The Paris Agreement and NDCs
2015 was a historic year in which 196 Parties came together under the Paris Agreement to transform their development trajectories so that they set the world on a course towards sustainable development, aiming at limiting warming to 1.5 to 2 degrees C above pre-industrial levels. Through the Paris Agreement, Parties also agreed to a long-term goal for adaptation – to increase the ability to adapt to the adverse impacts of climate change and foster climate resilience and low greenhouse gas emissions development, in a manner that does not threaten food production. Additionally, they agreed to work towards making finance flows consistent with a pathway towards low greenhouse gas emissions and climate-resilient development.

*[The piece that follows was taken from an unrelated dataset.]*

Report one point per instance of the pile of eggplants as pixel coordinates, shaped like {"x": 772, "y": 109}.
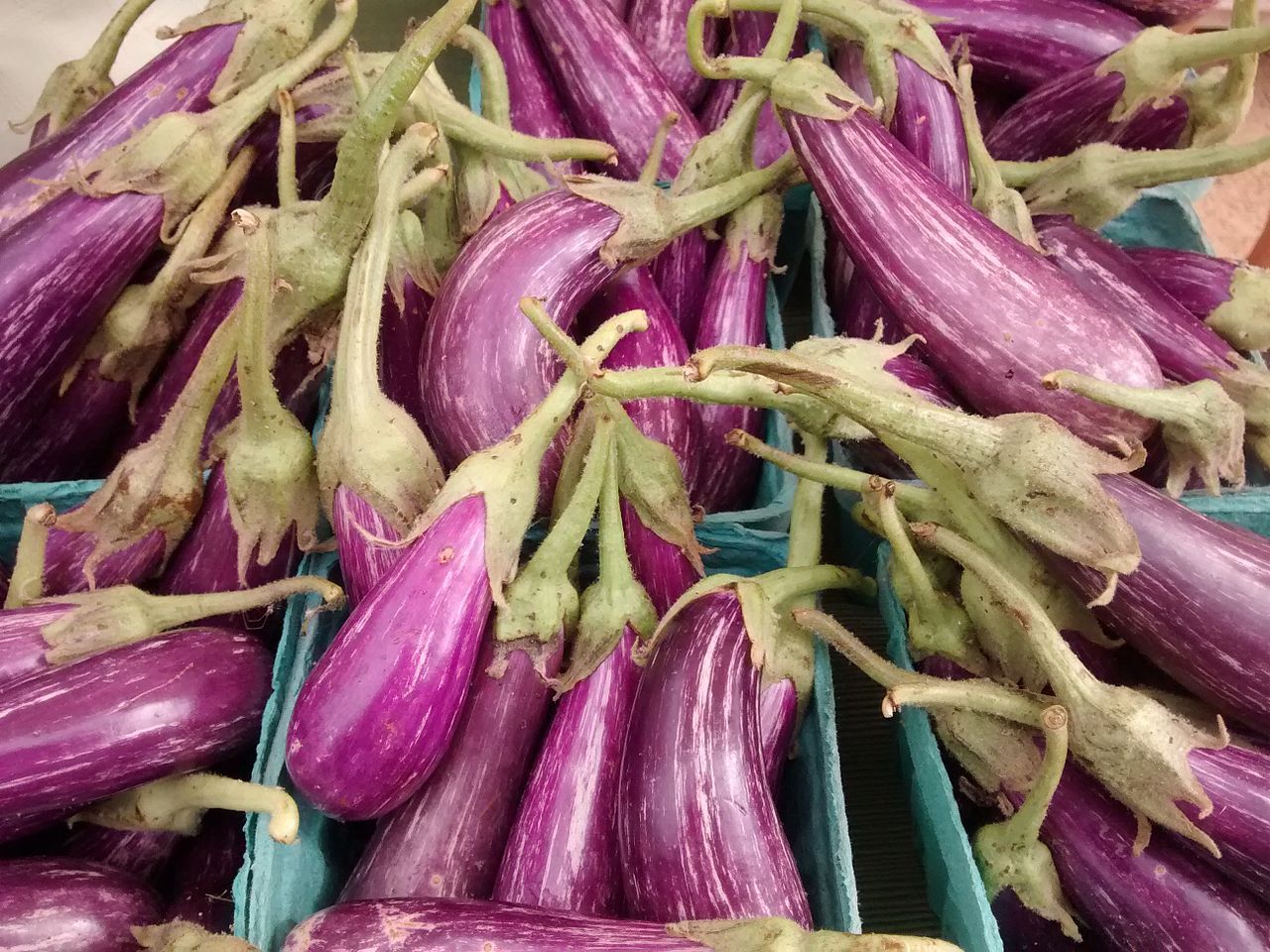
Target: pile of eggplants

Nationally determined contributions (NDCs) are at the heart of the Paris Agreement and the achievement of these long-term goals. NDCs embody efforts by each country to reduce national emissions and adapt to the impacts of climate change. The Paris Agreement (Article 4, paragraph 2) requires each Party to prepare, communicate and maintain successive nationally determined contributions (NDCs) that it intends to achieve. Parties shall pursue domestic mitigation measures, with the aim of achieving the objectives of such contributions.
What does this mean?
The Paris Agreement requests each country to outline and communicate their post-2020 climate actions, known as their NDCs. Together, these climate actions determine whether the world achieves the long-term goals of the Paris Agreement and to reach global peaking of greenhouse gas (GHG) emissions as soon as possible and to undertake rapid reductions thereafter in accordance with best available science, so as to achieve a balance between anthropogenic emissions by sources and removals by sinks of GHGs in the second half of this century. It is understood that the peaking of emissions will take longer for developing country Parties, and that emission reductions are undertaken on the basis of equity, and in the context of sustainable development and efforts to eradicate poverty, which are critical development priorities for many developing countries.